State-sponsored starvation, violence, and economic collapse in today’s Venezuela are a clear warning sign to Americans about the perils of centralized control of our economy.

2,000,000 Bolivars – that’s how much a cup of coffee now costs in Venezuela, according to Bloomberg’s Cafe Con Leche Index.

What’s more, the International Monetary Fund is now projecting an inflation rate of more than 1 million percent in Venezuela in 2018. The IMF is comparing this financial crisis to some of the worst in world history – including 1920’s Germany. This is a chilling prospect.

So what’s to blame for this economic decimation? Socialism.

The late Venezuelan President Hugo Chavez drove his once-prosperous nation directly into the ground with policies of strict centralized government control of the economy, enforced by violence – a legacy that lives on through the continued suffering and starvation of his people.

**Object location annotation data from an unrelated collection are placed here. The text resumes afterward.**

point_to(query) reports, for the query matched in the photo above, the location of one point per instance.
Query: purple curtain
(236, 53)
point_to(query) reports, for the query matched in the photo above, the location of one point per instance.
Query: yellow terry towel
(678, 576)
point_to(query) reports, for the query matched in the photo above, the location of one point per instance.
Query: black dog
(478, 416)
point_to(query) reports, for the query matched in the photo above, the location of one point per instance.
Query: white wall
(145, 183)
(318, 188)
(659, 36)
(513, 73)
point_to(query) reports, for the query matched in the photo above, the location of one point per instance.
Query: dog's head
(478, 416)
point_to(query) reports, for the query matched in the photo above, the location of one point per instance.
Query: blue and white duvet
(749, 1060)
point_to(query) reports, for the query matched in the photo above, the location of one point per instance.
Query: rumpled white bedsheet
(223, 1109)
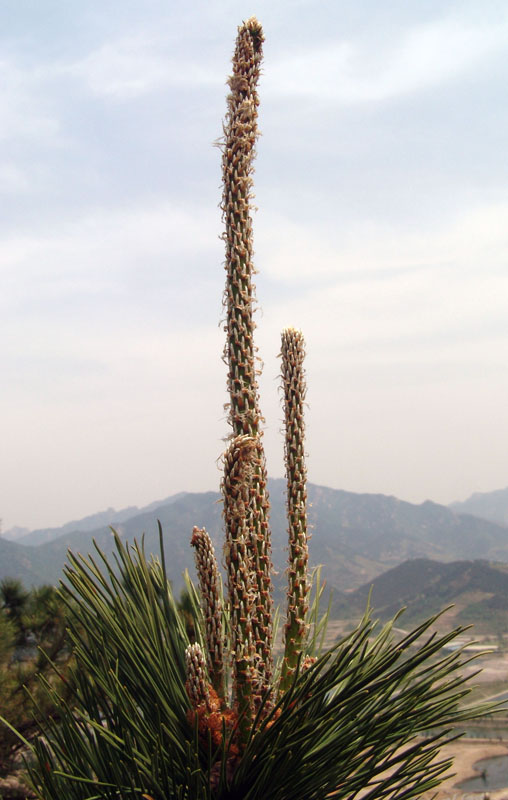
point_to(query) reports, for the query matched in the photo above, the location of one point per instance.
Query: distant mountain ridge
(356, 537)
(90, 523)
(478, 589)
(487, 505)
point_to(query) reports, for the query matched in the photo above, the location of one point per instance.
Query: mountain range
(356, 537)
(478, 590)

Throughout history, socialism has never worked. Today’s Venezuela is just another tragic example of the violence and desperation created by this fatally-flawed theory of governance.

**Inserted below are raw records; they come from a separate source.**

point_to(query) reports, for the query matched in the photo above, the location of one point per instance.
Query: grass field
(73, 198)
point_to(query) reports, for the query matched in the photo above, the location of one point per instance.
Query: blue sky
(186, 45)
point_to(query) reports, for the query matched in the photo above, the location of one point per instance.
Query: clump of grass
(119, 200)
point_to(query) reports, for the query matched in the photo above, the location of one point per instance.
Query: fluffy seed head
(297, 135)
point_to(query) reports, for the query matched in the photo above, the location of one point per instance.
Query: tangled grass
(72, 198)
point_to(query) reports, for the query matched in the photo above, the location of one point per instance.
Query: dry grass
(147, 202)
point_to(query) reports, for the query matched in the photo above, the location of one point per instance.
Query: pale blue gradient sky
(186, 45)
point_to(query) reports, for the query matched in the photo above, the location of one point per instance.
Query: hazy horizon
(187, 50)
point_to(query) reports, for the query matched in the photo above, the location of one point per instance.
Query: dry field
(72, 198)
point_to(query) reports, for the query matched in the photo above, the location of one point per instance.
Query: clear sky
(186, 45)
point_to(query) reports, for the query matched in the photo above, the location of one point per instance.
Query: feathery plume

Americans should heed this lesson. With talk of socialism creeping into mainstream political discourse, we must remember what has made America the greatest example of freedom and opportunity the world has ever known – a commitment to free-market economic principles and limited government.

If we don’t heed this lesson, the consequences would be severe. As Kevin D. Williamson notes in National Review Online:

No one yet knows how many deaths Venezuelan socialism will inflict on Venezuela. But it is a fact that children are starving to death in what was, not so long ago, South America’s wealthiest country. In the 1950s, Venezuela’s GDP per capita was about the same as West Germany’s. (Some of you younger readers may want to read up on why there was such a thing as West Germany. That’s another chapter in the annals of socialism.) Being rich is no prophylactic against tyranny or anarchy.

That’s because being rich is temporary. Countries, like families, can go from shirtsleeves to shirtsleeves — and it need not take three generations. As the Scots say: “The father buys, the son builds, the grandchild sells, and his son begs.” A nation that is not building is on its way to begging. Venezuela is already there.

America is exceptional, but there is no guarantee we will pass on our freedom and prosperity to the next generation. A recent poll showed nearly half of American millennials would prefer to live under socialism instead of capitalism. We would be wise to remember that without vigilance, our liberty can evaporate more quickly than we might imagine.